Bug 1111791 - Telemetry report: effect of the Flash protected-mode experiment¶

In [1]:

%matplotlib inline  

import numpy
import ujson as json
import matplotlib.pyplot as plt
import pandas as pd
import numpy as np
import IPython
import scipy.stats
import statsmodels.stats.proportion as proportion
import statsmodels.stats.weightstats as weightstats

from moztelemetry.spark import get_pings
from __future__ import division

IPython.core.pylabtools.figsize(18, 7)

Verify that all workers are good to go:

In [2]:

sc.defaultParallelism

Out[2]:

Fetch pings:

In [3]:

pings = get_pings(sc, "Firefox", "beta", "35.0", "*", ("20141229", "20150104"))

The total number of submissions considered is:

In [4]:

%%capture
pings.count()

Out[4]:

47584756

Get the subset of submissions that are part of the experiment:

In [5]:

experiment_name = "flash-protectedmode-beta35@experiments.mozilla.org"

def fast_filter(raw):
    return "activeExperiment" in raw

def parse(raw):
    return json.loads(raw)

def is_experiment(ping):
    info = ping["info"]
    return info["activeExperiment"] == experiment_name and info["OS"] == "WINNT" \
        and (info["version"] == "6.1" or info["version"] == "6.0")

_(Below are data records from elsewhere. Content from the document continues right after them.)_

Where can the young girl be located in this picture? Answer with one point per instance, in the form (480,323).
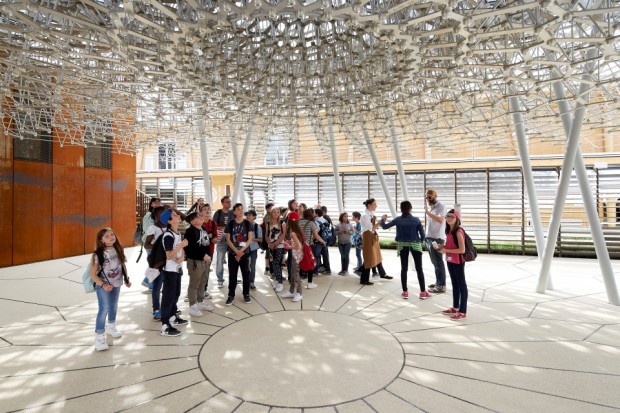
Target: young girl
(171,274)
(198,264)
(275,233)
(409,237)
(294,234)
(211,227)
(344,230)
(108,278)
(357,241)
(454,249)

def extract_count(container, histogram_name, kind):
    histograms = container.get(histogram_name, {})
    histogram = histograms.get(kind, None)
    return histogram["sum"] if histogram else 0

def is_control(ping):
    return ping["info"]["activeExperimentBranch"] == "control"

def extract(ping):
    keyed = ping.get("keyedHistograms", {})
    
    clientID = ping.get("clientID", None)
    uptime = ping["simpleMeasurements"]["uptime"]
    control = is_control(ping)
    
    aborts = extract_count(keyed, "SUBPROCESS_ABNORMAL_ABORT", "plugin")
    crashes = extract_count(keyed, "SUBPROCESS_CRASHES_WITH_DUMP", "plugin")
    hangs = extract_count(keyed, "SUBPROCESS_CRASHES_WITH_DUMP", "pluginhang")
    
    lag = ping["histograms"].get("EVENTLOOP_UI_LAG_EXP_MS", None)
    lag = lag[:-5] if lag else lag # only take buckets
    
    return (clientID, aborts, crashes, hangs, control, lag, uptime)

data = pings.filter(fast_filter).map(parse).filter(is_experiment).map(extract)

Collect back the data to the driver:

In [6]:

%%capture
collected_data = data.collect()

The number of submissions that are part of the experiment is:

In [7]:

len(collected_data)

Out[7]:

In [8]:

frame = pd.DataFrame(collected_data, columns=["clientID", "aborts", "crashes", "hangs", "control", "lag", "uptime"])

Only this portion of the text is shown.